The simple “test case” from problem description (35, 20, 15, 25, 47, …) uses a smaller preamble size constant, so the solver will not produce the correct answer for it!

My solution

This day involves a basic dynamic programming concept.

We need to memorize 25 previous numbers from the input list, and check if the next one is a sum of any two from those previous numbers.

While a queue on surface looks like an ideal fit, we want to be able to easily access all of its elements, not only the first one.
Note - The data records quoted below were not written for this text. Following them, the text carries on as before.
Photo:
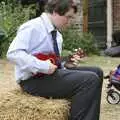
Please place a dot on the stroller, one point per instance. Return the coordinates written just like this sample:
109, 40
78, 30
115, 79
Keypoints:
113, 92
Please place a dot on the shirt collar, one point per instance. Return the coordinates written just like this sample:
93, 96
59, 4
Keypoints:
48, 24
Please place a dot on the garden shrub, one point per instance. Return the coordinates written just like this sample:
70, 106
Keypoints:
11, 17
75, 39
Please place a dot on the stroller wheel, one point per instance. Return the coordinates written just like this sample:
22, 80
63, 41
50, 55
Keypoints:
113, 97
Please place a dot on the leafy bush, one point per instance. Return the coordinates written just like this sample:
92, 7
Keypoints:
74, 39
10, 19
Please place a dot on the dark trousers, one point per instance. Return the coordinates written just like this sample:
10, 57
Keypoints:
82, 85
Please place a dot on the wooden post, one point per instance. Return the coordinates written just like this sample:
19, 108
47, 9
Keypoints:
85, 15
109, 23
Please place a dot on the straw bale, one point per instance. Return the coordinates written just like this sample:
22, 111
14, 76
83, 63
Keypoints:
17, 105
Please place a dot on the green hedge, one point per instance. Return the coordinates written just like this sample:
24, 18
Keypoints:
74, 39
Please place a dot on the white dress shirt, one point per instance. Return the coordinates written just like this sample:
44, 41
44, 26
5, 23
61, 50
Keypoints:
32, 37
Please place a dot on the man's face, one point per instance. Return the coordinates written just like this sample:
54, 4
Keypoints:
64, 20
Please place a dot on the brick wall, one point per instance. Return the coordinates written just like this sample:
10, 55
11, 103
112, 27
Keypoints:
116, 15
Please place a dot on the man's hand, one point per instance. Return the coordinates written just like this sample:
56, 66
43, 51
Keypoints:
52, 68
Therefore, we will use a list, and overwrite the “oldest” number – which will always be at index currentIndex % PreambleSize (where PreambleSize == 25 is a constant).

for (int i = PreambleSize; i < inputLines.Length; i++)
{
    long nextNumber = Int64.Parse(inputLines[i]);
    if (!IsValid(nextNumber, previousNumbers))
    {
        return nextNumber.ToString();
    }
    else
    {
        int indexToReplace = i % PreambleSize;
        previousNumbers[indexToReplace] = nextNumber;
    }
}

Method IsValid naively compares all possible sums of two numbers from the list of previous 25 to the next number. We keep it simple – sorting / using binary search would make the search quicker, but it would complicate finding the oldest number.

In Part B, we need to find consecutive numbers that sum to the number X found in Part A. Because all numbers in input are positive, we will use a sliding window (technically, I belive that a sliding window should have a constant width, but the name is a good fit here as well).

A sliding window has a first (front) index, second (back) index, and sum value. We initialize the front index to 1, back one to 0, and sum to the sum of two first elements from input.

If current sum of sliding window is smaller than X, we widen the window (we increment the front index) so that it includes the next number from input. Because the next number is positive, the sum of the window increases.

Similarly, if the sum of the window is greater than X, we exclude the furthest number from the window (increment the back index), which decreases the sum.

We also need to keep the front index greater than the back index – since the problem description states that we:

[…] must find a contiguous set of at least two numbers […]

The sliding window approach allows us to solve Part B in O(n) time.